Fast forward to 2016 and the Supreme Court hears arguments by religious nonprofits objecting to the government's opt-out process. They contend that notifying their insurers or a federal agency of their objections to the coverage makes them complicit in providing coverage and burdens their religion. The Justices did not decide the issue but sent the cases back to the lower courts to work on a compromise.

In Wednesday's cases, the Trump Administration and Little Sisters are defending the administration's broad expansion of the exemption for religious objections. In 2017, the administration issued new rules expanding the exemption for certain religious employers and creating a new exemption for certain entities with moral objections.

There are several questions before the Justices but two are most important. The first rather technical one asks if the Trump administration violated the federal Administrative Procedure Act by failing to provide legally required notice and public comment before issuing rules on the expanded exemptions. Pennsylvania and New Jersey argue the administration's failure is fatal to the rules. The Trump Administration counters that even if the interim rules violated the act, the final rules did not: "Nothing in the APA suggests that procedural defects in the interim rules invalidate the final rules."

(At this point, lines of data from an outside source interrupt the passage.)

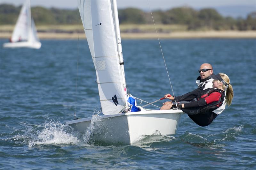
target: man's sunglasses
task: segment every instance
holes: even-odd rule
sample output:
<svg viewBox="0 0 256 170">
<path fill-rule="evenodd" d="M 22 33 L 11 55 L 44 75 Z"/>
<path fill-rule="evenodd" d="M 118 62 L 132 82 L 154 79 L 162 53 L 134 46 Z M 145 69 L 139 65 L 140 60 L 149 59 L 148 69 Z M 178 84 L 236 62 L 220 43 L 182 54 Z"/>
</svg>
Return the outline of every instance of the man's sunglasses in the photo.
<svg viewBox="0 0 256 170">
<path fill-rule="evenodd" d="M 201 71 L 203 72 L 204 72 L 205 71 L 209 71 L 209 70 L 211 70 L 212 69 L 203 69 L 202 70 L 198 70 L 198 72 L 200 73 L 201 72 Z"/>
</svg>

The second major question is whether the agencies that issued the rules expanding the exemption had the authority to do so under the Affordable Care Act and the Religious Freedom Restoration Act. The two sides disagree about what authority and discretion the texts of those laws gives to the government agencies responsible for implementing the health insurance law.

The Justices generally have divided along ideological lines in their Affordable Care Act rulings. The Hobby Lobby decision was a bitter 5-4 split. The intersection of birth control, abortion, and religion continues to be a volatile combination in the Supreme Court.

The cases that the Justices will hear on May 4, 5, 6, 11, 12, and 13, are being argued by some of the best Supreme Court lawyers in the country. Remember: you can tune in real-time to hear those arguments at 10 a.m. ET each day. The live audio feed is being provided to Fox News, the Associated Press, and C-Span (which will broadcast them on television, online at C-Span.org and on the C-Span Radio app.).

In the words of the great Ed Sullivan (yes, I know I'm dating myself now), it should be "a really good show."

Marcia Coyle is a regular contributor to Constitution Daily and the Chief Washington Correspondent for The National Law Journal, covering the Supreme Court for more than 20 years.